Very interesting thread. I wasn't able to make my mind till the very last. But now that I have, here is my take.

I too think that a company cannot stick to one character when their market is the globe. Some examples from my observation.

SUVification of the Super luxury segment with Bentley and Rolls Royce. Well, I am pretty sure a decade ago, it would have been a joke to think of these makers doing SUVs. Apart from being called "Sports Utility Vehicle" these massive barges are surely a deviation from the purist strategy. But atleast for Bentley and RR these are bigger and commanding on the road which is their trademark. But thinking of Lamborghini making SUVs nails the coffin. Porsche has for all its track hugging, tail wagging sports car generates its most cash from its SUV/Crossover line up.

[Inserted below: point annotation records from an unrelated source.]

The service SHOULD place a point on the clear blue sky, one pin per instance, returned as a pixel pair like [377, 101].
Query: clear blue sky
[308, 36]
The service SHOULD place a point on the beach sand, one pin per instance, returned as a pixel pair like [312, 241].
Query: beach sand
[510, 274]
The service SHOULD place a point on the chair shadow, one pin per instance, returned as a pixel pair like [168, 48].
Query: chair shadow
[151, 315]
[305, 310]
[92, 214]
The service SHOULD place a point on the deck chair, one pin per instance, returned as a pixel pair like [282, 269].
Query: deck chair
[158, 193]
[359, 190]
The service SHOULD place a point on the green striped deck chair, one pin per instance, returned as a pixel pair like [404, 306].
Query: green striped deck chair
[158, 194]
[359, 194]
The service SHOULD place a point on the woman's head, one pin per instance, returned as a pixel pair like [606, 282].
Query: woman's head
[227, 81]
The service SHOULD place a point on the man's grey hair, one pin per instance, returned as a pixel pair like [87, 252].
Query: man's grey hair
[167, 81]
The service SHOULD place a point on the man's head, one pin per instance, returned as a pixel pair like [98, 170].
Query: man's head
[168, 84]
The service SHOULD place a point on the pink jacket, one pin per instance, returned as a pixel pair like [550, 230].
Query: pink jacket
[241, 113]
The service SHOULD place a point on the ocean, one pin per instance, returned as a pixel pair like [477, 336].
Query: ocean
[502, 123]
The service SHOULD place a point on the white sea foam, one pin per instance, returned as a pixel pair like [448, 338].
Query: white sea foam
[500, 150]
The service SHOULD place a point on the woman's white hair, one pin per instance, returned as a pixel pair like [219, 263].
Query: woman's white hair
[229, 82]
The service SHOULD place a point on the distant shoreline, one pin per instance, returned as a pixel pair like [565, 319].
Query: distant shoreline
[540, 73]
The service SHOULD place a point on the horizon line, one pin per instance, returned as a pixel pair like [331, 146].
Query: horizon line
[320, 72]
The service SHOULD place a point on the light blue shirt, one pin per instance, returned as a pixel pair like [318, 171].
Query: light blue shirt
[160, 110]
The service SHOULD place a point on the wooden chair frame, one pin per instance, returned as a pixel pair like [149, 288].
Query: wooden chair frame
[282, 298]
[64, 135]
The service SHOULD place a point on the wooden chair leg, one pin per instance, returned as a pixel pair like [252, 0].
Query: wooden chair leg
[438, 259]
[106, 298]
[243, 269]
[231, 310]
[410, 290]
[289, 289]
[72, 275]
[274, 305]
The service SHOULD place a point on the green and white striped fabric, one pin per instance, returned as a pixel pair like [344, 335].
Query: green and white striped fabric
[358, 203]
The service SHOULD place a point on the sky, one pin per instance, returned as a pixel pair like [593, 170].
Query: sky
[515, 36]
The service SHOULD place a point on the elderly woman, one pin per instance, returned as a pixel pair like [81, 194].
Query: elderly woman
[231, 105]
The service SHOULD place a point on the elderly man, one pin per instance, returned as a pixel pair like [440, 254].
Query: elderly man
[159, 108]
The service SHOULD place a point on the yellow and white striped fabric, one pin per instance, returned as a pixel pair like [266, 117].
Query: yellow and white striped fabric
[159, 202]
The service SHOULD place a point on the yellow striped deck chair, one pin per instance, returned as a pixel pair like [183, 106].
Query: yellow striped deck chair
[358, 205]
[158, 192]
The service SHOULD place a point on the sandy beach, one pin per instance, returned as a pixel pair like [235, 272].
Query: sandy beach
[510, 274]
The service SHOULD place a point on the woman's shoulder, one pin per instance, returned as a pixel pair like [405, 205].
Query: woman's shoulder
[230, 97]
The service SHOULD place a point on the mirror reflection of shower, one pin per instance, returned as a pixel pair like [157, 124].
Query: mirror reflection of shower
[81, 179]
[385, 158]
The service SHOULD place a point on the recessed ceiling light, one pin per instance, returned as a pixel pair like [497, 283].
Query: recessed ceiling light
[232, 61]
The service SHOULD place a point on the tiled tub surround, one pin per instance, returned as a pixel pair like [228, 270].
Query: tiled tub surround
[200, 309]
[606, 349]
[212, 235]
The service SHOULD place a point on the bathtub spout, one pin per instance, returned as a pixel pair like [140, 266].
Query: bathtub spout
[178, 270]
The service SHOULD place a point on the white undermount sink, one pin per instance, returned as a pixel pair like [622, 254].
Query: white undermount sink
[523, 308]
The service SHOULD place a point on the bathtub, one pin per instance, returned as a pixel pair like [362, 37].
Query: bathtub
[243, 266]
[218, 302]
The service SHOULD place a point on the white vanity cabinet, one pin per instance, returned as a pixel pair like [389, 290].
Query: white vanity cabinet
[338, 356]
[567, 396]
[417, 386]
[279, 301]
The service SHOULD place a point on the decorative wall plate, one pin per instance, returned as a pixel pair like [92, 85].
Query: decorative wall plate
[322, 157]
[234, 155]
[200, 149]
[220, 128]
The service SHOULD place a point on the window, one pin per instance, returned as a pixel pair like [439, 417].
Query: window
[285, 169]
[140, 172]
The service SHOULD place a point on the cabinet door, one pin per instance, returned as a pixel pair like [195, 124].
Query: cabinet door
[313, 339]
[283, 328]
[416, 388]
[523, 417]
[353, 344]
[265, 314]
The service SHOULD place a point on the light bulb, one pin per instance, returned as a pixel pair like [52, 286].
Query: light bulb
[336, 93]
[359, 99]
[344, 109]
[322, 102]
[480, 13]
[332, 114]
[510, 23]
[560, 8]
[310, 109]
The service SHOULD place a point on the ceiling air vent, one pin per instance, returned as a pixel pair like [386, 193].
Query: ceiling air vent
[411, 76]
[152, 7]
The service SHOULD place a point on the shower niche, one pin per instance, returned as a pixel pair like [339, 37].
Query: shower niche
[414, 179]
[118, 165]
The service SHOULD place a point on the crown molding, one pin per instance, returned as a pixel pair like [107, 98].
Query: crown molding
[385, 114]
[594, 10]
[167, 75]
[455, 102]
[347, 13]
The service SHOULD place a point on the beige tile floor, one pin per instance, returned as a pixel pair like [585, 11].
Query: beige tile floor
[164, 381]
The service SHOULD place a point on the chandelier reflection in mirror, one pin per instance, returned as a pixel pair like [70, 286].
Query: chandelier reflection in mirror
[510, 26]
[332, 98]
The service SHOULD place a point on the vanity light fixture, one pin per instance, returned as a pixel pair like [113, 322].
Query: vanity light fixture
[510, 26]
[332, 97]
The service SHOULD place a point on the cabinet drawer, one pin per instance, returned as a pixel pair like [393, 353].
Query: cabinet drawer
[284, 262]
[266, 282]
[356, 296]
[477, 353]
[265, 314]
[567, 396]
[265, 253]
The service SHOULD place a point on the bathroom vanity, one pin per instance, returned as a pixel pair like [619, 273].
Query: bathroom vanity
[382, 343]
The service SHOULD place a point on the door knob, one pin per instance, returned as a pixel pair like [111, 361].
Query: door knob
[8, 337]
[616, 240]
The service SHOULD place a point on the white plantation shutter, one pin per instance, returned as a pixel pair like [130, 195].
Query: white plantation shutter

It is also when companies are engulfed into countable number of conglomerates, the company becomes more generic and attributes the character to individual vehicles.The best example is VW group.

And with the advent of autonomous cars, am sure pure driving pleasure will not be boasted for long. By having to forgo one's traditional values, companies have made a lot of money and the bosses wouldn't care as long as they "Make more profits".

Speaking of the bosses, hardly any mass market automaker is headed by an Engineer nor a driving fanatic. So, it seems logical the brands don't strongly portray one remarkable character throughout its line-up.